British-Canadian creative director

Riley Uggla (/ˈraɪli Uggla; born 28 May 1995) is a creative director and designer. She is the founder of The Condo, an interiors and lifestyle platform, as well as Riley Studio, a sustainable luxury fashion brand.
== Early life ==
Uggla was born in Toronto, Canada and grew up in the United Kingdom. She is the second youngest of four siblings. Uggla studied at Bradfield College, Berkshire, before enrolling in the Foundation in Fashion course at Istituto Marangoni in Shoreditch, London.

== Career ==
In 2014, Uggla began her career as a television personality, best known for her appearance in the Channel 4 series Made in Chelsea.

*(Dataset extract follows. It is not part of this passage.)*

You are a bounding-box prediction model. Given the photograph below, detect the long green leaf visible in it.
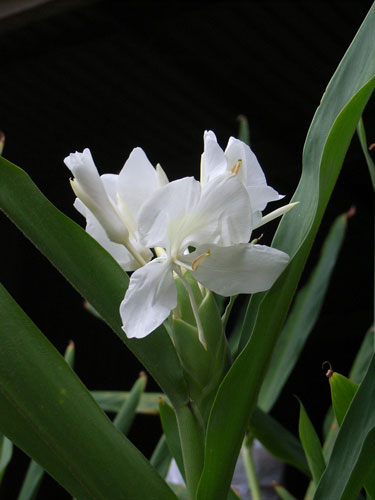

In August 2018, Uggla founded her first company, Riley Studio. As well as being the founder, Uggla also acted as the creative director of the company and oversaw all design processes and brand direction.

Uggla is the founder and creative director of the lifestyle platform, The Condo.

== Philanthropy ==
The Uggla Foundation was founded in April 2020 by Riley Uggla, her three siblings and their father. The foundation focuses on three main areas: education, health, and access to the arts. One of the first targeted initiatives is the establishment of scholarships for exceptionally talented individuals who do not have the financial means to attend higher education.

The scholarships are awarded through The Uggla Family Scholarship programme at the London School of Economics and Simon Fraser University.

== Personal life ==

Uggla married Alex Rimmer at Blenheim Palace in Oxfordshire. She is the daughter of former CEO of IHS Markit, Lance Uggla.